Palace’s midfield, missing Doucoure, could not fully impose itself as an “enforcer” block. Wharton’s task was to shield the back three, Kamada’s to link transitions, but Liverpool’s structure repeatedly pinned them back. Whenever Munoz and Mitchell advanced, Salah and Gakpo were poised to spring into the vacated channels, turning Palace’s wing-backs from assets into liabilities.

Statistical Overview

Statistically, the prognosis before a ball was kicked leaned towards a Liverpool win with goals at both ends. Overall, Liverpool averaged 1.7 goals scored and 1.3 conceded per league game, while Palace sat at 1.1 scored and 1.2 conceded. Palace’s away record – 7 wins, 2 draws, 7 defeats, with 20 goals for and 20 against – hinted at a side comfortable in chaos, capable of both spoiling and surprising. But the timing patterns were decisive: Liverpool’s late attacking surge (30.91% of their goals in 76–90) directly confronted Palace’s late defensive softness (23.08% conceded in the same window), while Palace’s pre-interval weakness dovetailed with Liverpool’s 31–45 surge.

Overlaying those trends with the personnel – Liverpool’s creative core intact, Palace’s midfield bite blunted, and Mateta facing Van Dijk–Konate at Anfield rather than on friendlier ground – the expected goals story tilted towards a 2.0–2.5 xG profile for Liverpool against roughly 0.8–1.2 for Palace. The final 3–1 scoreline felt like the natural expression of those underlying currents: Liverpool’s layered attack eventually overwhelming a Palace side that threatened in moments but could not bend the game’s rhythm to their will.

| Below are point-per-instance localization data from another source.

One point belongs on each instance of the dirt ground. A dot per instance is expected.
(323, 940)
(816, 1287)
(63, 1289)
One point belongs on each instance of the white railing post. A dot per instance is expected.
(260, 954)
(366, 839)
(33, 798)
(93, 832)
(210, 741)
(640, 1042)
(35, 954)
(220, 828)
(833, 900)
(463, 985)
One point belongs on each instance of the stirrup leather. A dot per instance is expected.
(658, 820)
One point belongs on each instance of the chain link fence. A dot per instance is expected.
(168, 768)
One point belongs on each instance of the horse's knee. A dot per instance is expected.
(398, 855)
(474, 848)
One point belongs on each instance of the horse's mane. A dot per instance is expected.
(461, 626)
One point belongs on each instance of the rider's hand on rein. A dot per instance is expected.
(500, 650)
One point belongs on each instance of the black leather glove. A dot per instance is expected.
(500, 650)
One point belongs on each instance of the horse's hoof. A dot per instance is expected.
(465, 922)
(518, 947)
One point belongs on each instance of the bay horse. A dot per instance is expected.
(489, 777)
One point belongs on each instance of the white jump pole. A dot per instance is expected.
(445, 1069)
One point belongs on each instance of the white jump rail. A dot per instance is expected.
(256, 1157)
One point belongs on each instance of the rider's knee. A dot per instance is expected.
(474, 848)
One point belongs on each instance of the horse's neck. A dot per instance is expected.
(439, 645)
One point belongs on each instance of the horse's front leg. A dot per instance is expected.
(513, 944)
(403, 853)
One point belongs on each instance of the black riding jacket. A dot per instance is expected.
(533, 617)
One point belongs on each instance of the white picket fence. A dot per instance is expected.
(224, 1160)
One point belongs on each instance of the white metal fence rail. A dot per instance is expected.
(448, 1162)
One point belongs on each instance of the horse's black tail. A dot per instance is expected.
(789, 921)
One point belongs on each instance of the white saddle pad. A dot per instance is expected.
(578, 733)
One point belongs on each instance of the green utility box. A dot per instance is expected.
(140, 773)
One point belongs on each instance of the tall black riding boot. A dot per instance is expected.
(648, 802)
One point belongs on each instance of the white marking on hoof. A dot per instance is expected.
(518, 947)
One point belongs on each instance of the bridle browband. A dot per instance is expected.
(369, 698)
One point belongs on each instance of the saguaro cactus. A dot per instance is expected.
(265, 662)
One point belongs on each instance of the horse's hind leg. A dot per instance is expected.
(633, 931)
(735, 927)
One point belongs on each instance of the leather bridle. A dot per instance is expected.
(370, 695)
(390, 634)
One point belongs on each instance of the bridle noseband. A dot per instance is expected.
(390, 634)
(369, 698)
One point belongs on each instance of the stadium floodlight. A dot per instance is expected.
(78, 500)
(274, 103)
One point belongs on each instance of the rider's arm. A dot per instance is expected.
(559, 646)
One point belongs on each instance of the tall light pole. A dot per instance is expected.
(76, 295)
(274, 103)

Following this result, Liverpool’s push for Champions League football remains on course, their home fortress statistically reaffirmed. Palace, though beaten, leave with their identity intact: bold enough to attack, structured enough to trouble, but still searching for the defensive composure in key windows that turns respectable mid-table form into something more.